No, I'm from Michigan, but I was in the service with a lot of people from Joisy. (Quite a few of whom were given the proverbial "choice" by a judge)


----------



## John P (Sep 1, 1999)

Just Plain Al said:


> You're from Jersey, Blackace? What exit?  (couldn't resist)


 That joke has changed since the governor came out of the closet. Now it's "What entrance?"


----------



## terryr (Feb 11, 2001)

Boy, I'd hate to carry that through the woods looking for drunk bears.

Actually, that's JohnPs audition photo for Punisher 2.
Merriman plays the know it all assistant.
Heiki is the love interest.


----------



## John P (Sep 1, 1999)

I wouldn't shoot a bear with a .223! It'd just piss him off! That's just a fancy woodchuck gun.


----------



## XactoHazzard (May 20, 2003)

Blackace, Exit 50? is that 295 or NJTP? I was not aware the numer went that high on the TP... I'm Exit 3 on the NJTP... 

As for the show yeah we should see what day everyone is going and maybe do lunch. I think I'm going Saturday... Robert Englund would be able to see my house from his room. 

Travis


----------



## John P (Sep 1, 1999)

I'd use Turnpike exit 18 (but I work down by 16), and Parkway exit 160 (but I work near 153).


----------



## blackace (Aug 17, 2004)

I am off the GSP Exit 50


----------



## John P (Sep 1, 1999)

Waaaay down south of me!


----------



## blackace (Aug 17, 2004)

Yea I am about 40 minutes from AC.


----------



## John P (Sep 1, 1999)

Furthest south I ever went on the GSP was Tom's River. I think it was exit 86 @ route 35. That was a 2-hour drive.


----------



## blackace (Aug 17, 2004)

Yea thats about a 20 minute ride for me. My wife and her family are from Clifton. We used to go there every weekend to see them. Now they live in Brick. Thats about the same distance as AC just opposite direction.


----------



## blackace (Aug 17, 2004)

I noticed there are a lot of people from here and on the Clubhouse are from Jersey. I think NJ must be the Garage Kit capitol.


----------



## John P (Sep 1, 1999)

It's the home state of the Chiller Theater Convention, Model Maniacs magazine, and Scarlet Street magazine .


----------



## XactoHazzard (May 20, 2003)

We maybe representing here in Jersey but I always was jealous of all the modeling action going on in Middle America, especially the Ohio, Illinois area... If I lived out there I would try so hard to get a graphics job with Randy Bowen's company and there seems to be SO MONEY hobby shops out there.

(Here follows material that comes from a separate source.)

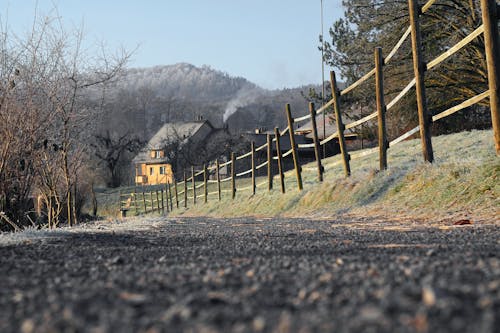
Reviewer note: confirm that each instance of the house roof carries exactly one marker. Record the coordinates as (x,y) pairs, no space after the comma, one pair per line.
(170,132)
(330,127)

I'm not sure what GSP exit I am b/c I never travel it... If I go to "the Shore" I take Rt. 70 to LBI, Seaside and Rt. 55 to Wildwood, Cape May and if I ever go to AC I take the good ol' AC Expressway. I can't remember the last time I was on the Parkway. I take the NJTP to Chiller twice a year and that's it.

Travis


----------



## blackace (Aug 17, 2004)

I work in AC and take the GSP and Expressway everyday.


----------